As I headed around his desk, I thought about everything I had done up until now, and all the success I’d had. When I walked through that door, it would all end. I swallowed hard, staring at the knob. Finally, after what seemed like a lifetime, I took hold of the handle, turned it, and walked away from everything I’d ever known.
September…
I woke to the smell of coffee wafting from downstairs. My stomach rumbling, I forced myself out of bed and into the shower. It was nearly eight, and I had promised Granny that I’d watch the shop today. As I splashed water on my face, I wiped the gunk from my eyes and stared at myself in the mirror.
It was such a lovely way to start the day, all bent out of sorts and exhausted. Three hours of sleep after four hours of sorting out the problems of a distraught client who claimed that I’d sold her a haunted athame—a ritual dagger—had left me tired and grumpy.
How was it that I had been able to go for days on a few hours of sleep when I was running a case, but put me into a situation with a nutter who was convinced that we had sold her a dagger with a ghost attached to it, and I could barely keep awake?

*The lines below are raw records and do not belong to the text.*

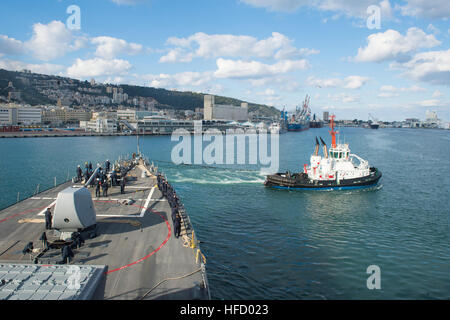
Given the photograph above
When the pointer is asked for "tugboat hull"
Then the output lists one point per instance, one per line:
(300, 181)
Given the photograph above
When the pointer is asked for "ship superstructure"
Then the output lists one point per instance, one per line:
(299, 120)
(337, 168)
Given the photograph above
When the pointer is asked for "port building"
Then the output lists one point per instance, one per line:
(214, 111)
(12, 115)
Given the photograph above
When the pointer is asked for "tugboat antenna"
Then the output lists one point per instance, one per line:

After I’d cleared out the wayward spirit—who was actually her ex-boyfriend’s ghost who was still stalking her—and proved that the ghost hadn’t come from the dagger at all, Felicia had roped me into listening to a long whine about her finances, her bad roommate situation, and the fact that she couldn’t find her favorite brand of chocolate anymore.
By the time I arrived home, I had been feeling all Judge Judy—totally unsympathetic and really wanting to headdesk the table.
Even after the shower, I felt like crap, but today was slated to be busy and I didn’t have time to go back to bed.
I slid on a pair of black jeans, and a form-fitting sweater that stretched over my boobs. Knee-high platform boots and a designer tote bag finished the look—I favored Marc Jacobs and Michael Kors. I also preferred stilettos, but the accident had put an end to those. I had managed to avoid a permanent limp, but I already could tell that my leg was going to give me trouble when I was too tired, or it was too cold.
As I brushed my hair back into a long ponytail and applied my makeup, I was startled when Dominique whispered in my ear.
You look like something washed up on the beach. Flotsam and jetsam.